El año pasado hizo ángeles. En casi todas las casas los conservan, de modo que en esta ocasión, ángeles y bicicletas conviven sembrados e iluminados en los antejardines.
“Llevo por lo menos 17 años adornando esta cuadra —dice el cerrajero, quien a esta hora descansa, mirando la cuadra desde la altura de su casa. Espera que se seque la pintura de una reja que le encargaron, la cual nada tiene que ver con lo navideño—. Si va allí a la vuelta, encuentra el pesebre en el que deben estar rezando la novena”.
Cuenta que esa es una cuadra festiva. Que en todas las casas, las familias hacen fiesta. La suya suele reunirse en ese patio frontal, el de su taller, a asar carne, revolver natilla y bailar.
Antes de la medianoche, alguno de los vecinos que hizo buñuelos, pasa por las demás casas compartiéndolos; alguien de la suya pasa por las demás entregando carnes y natilla; aquel de más allá en la que frieron chorizos, entregando algunos y, así, todos dan y reciben las viandas, en medio del alegre bullicio de la música caribeña y parrandera, hasta el amanecer. “¡Y que no falte el trago!”
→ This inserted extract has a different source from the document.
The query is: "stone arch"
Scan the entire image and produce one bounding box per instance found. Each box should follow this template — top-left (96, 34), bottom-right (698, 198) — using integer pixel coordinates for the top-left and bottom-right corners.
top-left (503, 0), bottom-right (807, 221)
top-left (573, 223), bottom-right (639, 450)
“En años anteriores —menciona William Álvarez, un vecino—, la cuadra ha ganado premio de la Alcaldía por ser la mejor decorada. —Y añade—: ¿sabe cuál es la ventaja que tenemos? Que somos propietarios y habitantes del sector desde hace mucho tiempo. Por eso, todos queremos el barrio, nos unimos para hacer las cosas. Yo sé quién vive en esa casa de enseguida, en la de más allá y en la de la esquina. Sé cómo se llama la vecina del frente y todo el mundo”.
En Aranjuez, la cosa está que arde. En algunas cuadras, como la carrera 47, sembrada de edificios de tres y cuatro pisos en su mayoría, casi no hay una ventana, una puerta, un balcón, que no esté iluminada con hileras de luces de colores.
“No, y eso que hay algunas apagadas, porque sus ocupantes no han llegado todavía de trabajar para encender el alumbrado”, explica Luz Gladys Cardona, una mujer que ha vivido siempre en este barrio. Ha visto crecer a sus hijas, ahora adolescentes, en estas empinadas vías.
Atiende su negocio de esquina en el que vende salchipapas y perros calientes.
Cuenta que la fiesta del veinticuatro no se la pierde nadie. Que los grandes bailan, que los niños juegan y reciben los regalos junto al pesebre comunitario, que los grandes toman aguardiente y todos comen y se divierten hasta que los sorprende el amanecer del veinticinco con ganas de sancocho.
“Si quiere saber qué es diciembre, usted no puede irse de Aranjuez”, presume.